KDR interactors are differentially expressed, and their misexpression affects phenotypic responses to low R:FR. A, Relative expression of HFR1, PAR1, PAR2, AIF2, AIF4, IBH1, and IBL1 in control white light or low R:FR light for 90 min in wild-type Col-0 shoots. Data represent means ± se, n = 4. Asterisks indicate statistically significant difference by Student’s t test (***P < 0.001 and **P < 0.01). B, C, and D, Hypocotyl length of seedlings of Arabidopsis wild type (Col-0), overexpressing lines (35S:HFR1-GFP, 35S:PAR1-GFP, and 35S:PAR2), and mutants (hfr1-201, hfr1-5, PAR RNAi #9, pif4 pif5 pif7, par2-1, aif2-1, aif2-2, aif4, and ibl1) grown in control light conditions (R:FR = 2) or low R:FR (R:FR = 0.2) after 5 d of light treatment.
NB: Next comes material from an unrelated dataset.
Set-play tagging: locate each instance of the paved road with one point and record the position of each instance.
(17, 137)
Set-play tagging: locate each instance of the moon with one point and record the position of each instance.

Data represent means ± se, n = 38. Different letters indicate statistically significant differences by two-way ANOVA with post-hoc Tukey test (P < 0.05)

Figure 9.

Overexpression of KDR rescues hypocotyl length in response to low R:FR in PAR2 but not HFR1 overexpressor. A, Hypocotyl length of seedlings of Arabidopsis wild type (Col-0), 35S:KDR #9; 35S:HFR1-GFP, and 35S:PAR2 overexpression lines and the double overexpression lines 35S:KDR #9 × 35S:HFR1-GFP and 35S:KDR #9 × 35S:PAR2 grown in control light conditions (R:FR = 2) or low R:FR (R:FR = 0.2) after 5 d of light treatment. Data represent means ± se, n = 38. Different letters indicate statistically significant differences by two-way ANOVA with post-hoc Tukey test (P < 0.05) B, Representative seedlings as in experiment (A), for each genotype the growth is shown in control light (left) and low R:FR (right). The arrows indicate the hypocotyl-root transition. Scale bar = 1 cm.

Figure 10.

Overexpression of KDR in different pif knockout lines. Hypocotyl length of seedlings of Arabidopsis wild type (Col-0), knockout lines (pif7, pif4 pif5, and pif4 pif5 pif7), KDR-overexpressing line (35S:KDR #9), and independent lines of pif7, pif4 pif5, and pif4 pif5 pif7-overexpressing KDR (pif7 35S:KDR, pif4 pif5 35S:KDR, and pif4 pif5 pif7 35S:KDR) in control light conditions (R:FR = 2) or low R:FR (R:FR = 0.2) after 5 d of light treatment. Data represent means ± se, n = 38. Different letters indicate statistically significant differences by two-way ANOVA with post-hoc Tukey test (P < 0.05).

Figure 11.

Proposed network regulating cell elongation in low R:FR. The HHbH module is composed of atypical (b)HLH and typical bHLH members, which can be positive or negative growth regulators, and they interact in an antagonistic and redundant manner to regulate cell elongation adequately and rapidly.